Room 004, School of Arts and Sciences
Central Campus
The voices of India’s frontline bureaucrats—teachers, health workers, district and block level administrators - charged with delivering a vast array of public services to citizens—are dismissed all too quickly. Public debates generally view them as corrupt, apathetic, incompetent and in urgent need of tighter monitoring and discipling. But is there another way to view their role, and thus reframe approaches to the challenge of building high-performing public sector organisations and improving State capacity in India?
This book draws on an ethnographic study of an ambitious effort to improve the quality of government schools, particularly their ability to equip students with foundational literacy and numeracy skills in the city-state of Delhi, India. This account of Delhi's efforts to reform schools trains its focus on voices at the frontlines of the public school system. In so doing, it captures the complex ways in which bureaucratic hierarchies, processes and belief systems shape state capacity. The culture these create determines not just degrees of state capacity but also how public sector organisations resist, distort and eventually adopt reform ideas and actions aimed at improving performance.
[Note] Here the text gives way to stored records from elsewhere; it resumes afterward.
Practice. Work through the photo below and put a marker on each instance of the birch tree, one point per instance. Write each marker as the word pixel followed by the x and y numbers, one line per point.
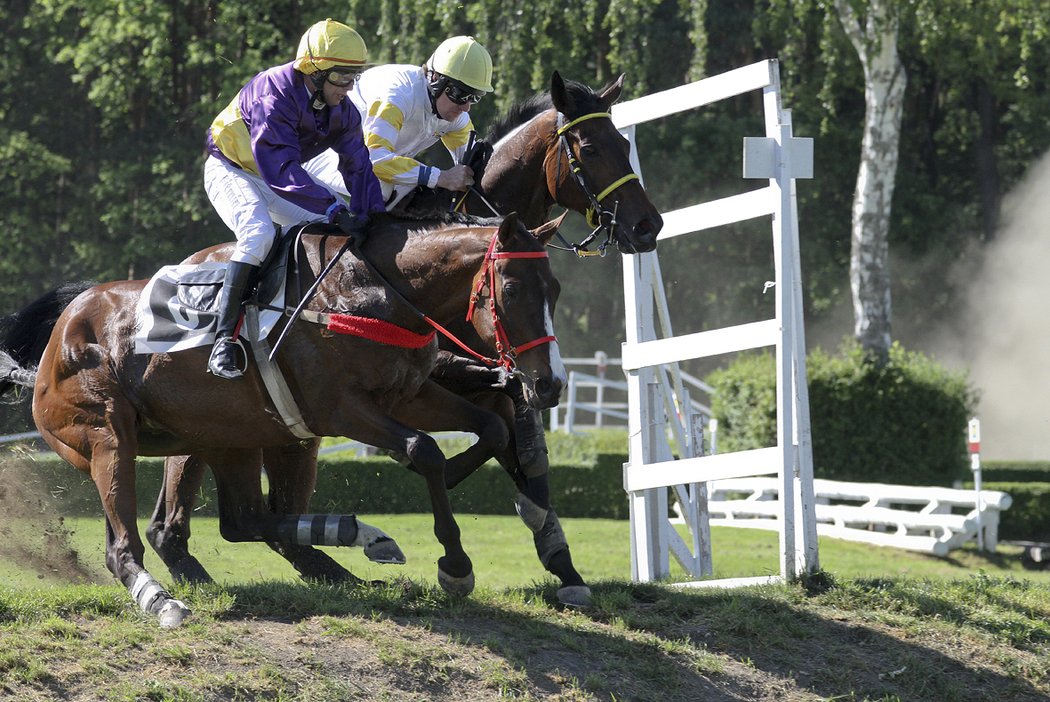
pixel 873 33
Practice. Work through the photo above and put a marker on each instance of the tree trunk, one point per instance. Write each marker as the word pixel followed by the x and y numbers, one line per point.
pixel 875 38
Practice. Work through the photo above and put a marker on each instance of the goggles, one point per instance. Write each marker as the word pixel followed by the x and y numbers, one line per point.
pixel 342 77
pixel 461 96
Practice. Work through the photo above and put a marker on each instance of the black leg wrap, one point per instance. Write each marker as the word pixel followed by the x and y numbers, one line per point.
pixel 529 438
pixel 317 530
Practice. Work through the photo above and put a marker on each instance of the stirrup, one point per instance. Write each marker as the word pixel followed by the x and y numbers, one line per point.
pixel 223 362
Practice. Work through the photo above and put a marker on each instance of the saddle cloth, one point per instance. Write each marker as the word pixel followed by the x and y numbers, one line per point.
pixel 176 310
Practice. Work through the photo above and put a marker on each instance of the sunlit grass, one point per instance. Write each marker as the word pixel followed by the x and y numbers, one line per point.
pixel 504 556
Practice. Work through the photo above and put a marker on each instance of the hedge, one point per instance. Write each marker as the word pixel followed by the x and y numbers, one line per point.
pixel 1028 516
pixel 901 423
pixel 1015 471
pixel 344 485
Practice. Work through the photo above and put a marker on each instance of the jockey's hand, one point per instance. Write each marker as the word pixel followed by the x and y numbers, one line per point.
pixel 354 227
pixel 457 178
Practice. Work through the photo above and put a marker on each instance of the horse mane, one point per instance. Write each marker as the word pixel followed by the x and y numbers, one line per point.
pixel 583 97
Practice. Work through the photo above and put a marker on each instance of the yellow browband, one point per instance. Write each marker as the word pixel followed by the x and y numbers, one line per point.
pixel 615 184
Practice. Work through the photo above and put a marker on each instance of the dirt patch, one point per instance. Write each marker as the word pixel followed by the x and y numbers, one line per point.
pixel 32 532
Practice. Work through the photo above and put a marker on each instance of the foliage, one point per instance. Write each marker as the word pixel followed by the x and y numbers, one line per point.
pixel 1020 471
pixel 902 423
pixel 1028 517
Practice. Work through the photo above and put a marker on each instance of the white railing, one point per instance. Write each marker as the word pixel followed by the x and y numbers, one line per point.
pixel 931 519
pixel 593 400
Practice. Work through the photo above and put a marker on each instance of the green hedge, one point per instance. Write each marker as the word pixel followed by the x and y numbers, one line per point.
pixel 1028 516
pixel 902 423
pixel 1015 471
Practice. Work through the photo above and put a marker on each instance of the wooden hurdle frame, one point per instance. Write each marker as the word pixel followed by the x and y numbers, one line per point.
pixel 656 399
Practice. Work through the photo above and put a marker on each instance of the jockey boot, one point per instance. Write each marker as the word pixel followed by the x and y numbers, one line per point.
pixel 224 355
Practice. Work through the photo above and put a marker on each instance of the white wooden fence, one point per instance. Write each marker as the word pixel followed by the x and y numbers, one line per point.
pixel 931 519
pixel 599 400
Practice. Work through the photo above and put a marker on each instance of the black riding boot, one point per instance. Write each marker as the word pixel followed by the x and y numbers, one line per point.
pixel 224 355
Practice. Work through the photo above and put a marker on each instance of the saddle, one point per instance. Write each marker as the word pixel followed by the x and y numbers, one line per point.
pixel 176 309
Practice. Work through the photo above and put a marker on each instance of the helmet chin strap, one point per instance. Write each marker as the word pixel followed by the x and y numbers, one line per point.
pixel 434 88
pixel 318 97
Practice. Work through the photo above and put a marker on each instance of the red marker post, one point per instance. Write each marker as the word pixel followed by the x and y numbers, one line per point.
pixel 974 448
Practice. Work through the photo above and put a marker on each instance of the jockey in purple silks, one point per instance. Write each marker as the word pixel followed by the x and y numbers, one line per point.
pixel 253 174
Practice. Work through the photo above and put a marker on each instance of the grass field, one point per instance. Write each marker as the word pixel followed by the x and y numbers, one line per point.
pixel 893 626
pixel 502 552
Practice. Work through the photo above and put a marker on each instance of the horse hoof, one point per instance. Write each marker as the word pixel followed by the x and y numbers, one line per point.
pixel 172 614
pixel 384 550
pixel 190 571
pixel 456 587
pixel 574 596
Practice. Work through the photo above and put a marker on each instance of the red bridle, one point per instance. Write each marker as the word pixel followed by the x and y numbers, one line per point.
pixel 506 352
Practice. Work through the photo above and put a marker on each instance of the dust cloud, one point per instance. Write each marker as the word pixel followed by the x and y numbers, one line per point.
pixel 1002 334
pixel 33 534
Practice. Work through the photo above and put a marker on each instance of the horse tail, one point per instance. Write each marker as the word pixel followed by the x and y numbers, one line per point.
pixel 13 375
pixel 24 335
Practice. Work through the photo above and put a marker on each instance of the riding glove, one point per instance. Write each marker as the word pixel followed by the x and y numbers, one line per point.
pixel 354 227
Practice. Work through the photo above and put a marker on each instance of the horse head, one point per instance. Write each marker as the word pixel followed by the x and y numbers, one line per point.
pixel 600 179
pixel 512 307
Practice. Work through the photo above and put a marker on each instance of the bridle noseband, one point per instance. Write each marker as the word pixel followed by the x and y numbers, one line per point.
pixel 597 217
pixel 506 352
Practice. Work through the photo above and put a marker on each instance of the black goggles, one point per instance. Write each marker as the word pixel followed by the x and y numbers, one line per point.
pixel 342 77
pixel 461 96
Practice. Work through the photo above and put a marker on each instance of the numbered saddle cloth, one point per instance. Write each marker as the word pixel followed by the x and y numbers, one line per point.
pixel 176 310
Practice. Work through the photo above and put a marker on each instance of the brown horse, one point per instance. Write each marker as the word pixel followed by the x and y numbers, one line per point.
pixel 538 145
pixel 100 405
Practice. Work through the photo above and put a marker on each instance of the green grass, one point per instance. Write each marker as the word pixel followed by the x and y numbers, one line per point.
pixel 503 554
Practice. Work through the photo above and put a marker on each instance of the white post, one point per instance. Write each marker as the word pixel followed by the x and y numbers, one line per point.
pixel 974 446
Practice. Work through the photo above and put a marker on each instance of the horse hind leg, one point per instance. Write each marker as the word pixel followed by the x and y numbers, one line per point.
pixel 113 474
pixel 292 472
pixel 526 462
pixel 168 530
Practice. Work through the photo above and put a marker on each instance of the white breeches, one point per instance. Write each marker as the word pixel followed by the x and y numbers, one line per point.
pixel 324 169
pixel 250 209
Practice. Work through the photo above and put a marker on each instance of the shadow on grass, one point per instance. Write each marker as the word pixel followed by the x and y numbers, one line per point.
pixel 657 642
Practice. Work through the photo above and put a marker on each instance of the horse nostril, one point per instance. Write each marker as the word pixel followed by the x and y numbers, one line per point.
pixel 548 390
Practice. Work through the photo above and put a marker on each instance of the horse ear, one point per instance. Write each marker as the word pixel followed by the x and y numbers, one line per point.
pixel 611 92
pixel 558 96
pixel 546 231
pixel 508 229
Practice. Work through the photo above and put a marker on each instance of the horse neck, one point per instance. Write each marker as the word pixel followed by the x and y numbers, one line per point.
pixel 517 178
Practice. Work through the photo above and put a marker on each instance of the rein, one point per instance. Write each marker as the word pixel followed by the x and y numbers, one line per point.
pixel 597 217
pixel 506 353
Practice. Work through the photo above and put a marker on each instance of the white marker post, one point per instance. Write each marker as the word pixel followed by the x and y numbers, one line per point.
pixel 974 447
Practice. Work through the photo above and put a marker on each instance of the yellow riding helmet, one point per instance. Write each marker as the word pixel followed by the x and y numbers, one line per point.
pixel 328 44
pixel 464 60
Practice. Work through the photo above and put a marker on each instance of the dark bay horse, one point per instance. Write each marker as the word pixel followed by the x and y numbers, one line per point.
pixel 99 405
pixel 537 145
Understanding, engaging and empowering the frontlines rather than disciplining them through the power hierarchies of the bureaucratic system lies at the heart of how state capacity is built and sustained.
Yamini Aiyar is currently Senior Visiting Fellow, Saxena Center for Contemporary South Asia and Watson Institute, Brown University, where she is working on a comparison of welfare states in the Global South. Previously, she was President and Chief Executive of the Centre for Policy Research, a leading multidisciplinary think tank in New Delhi, from 2017-2024. Yamini's research spans the fields of contemporary politics, state capacity, welfare policy, federalism and India's political economy. Her latest book, Lessons in State Capacity from Delhi Schools, was published by Oxford University Press in December 2024.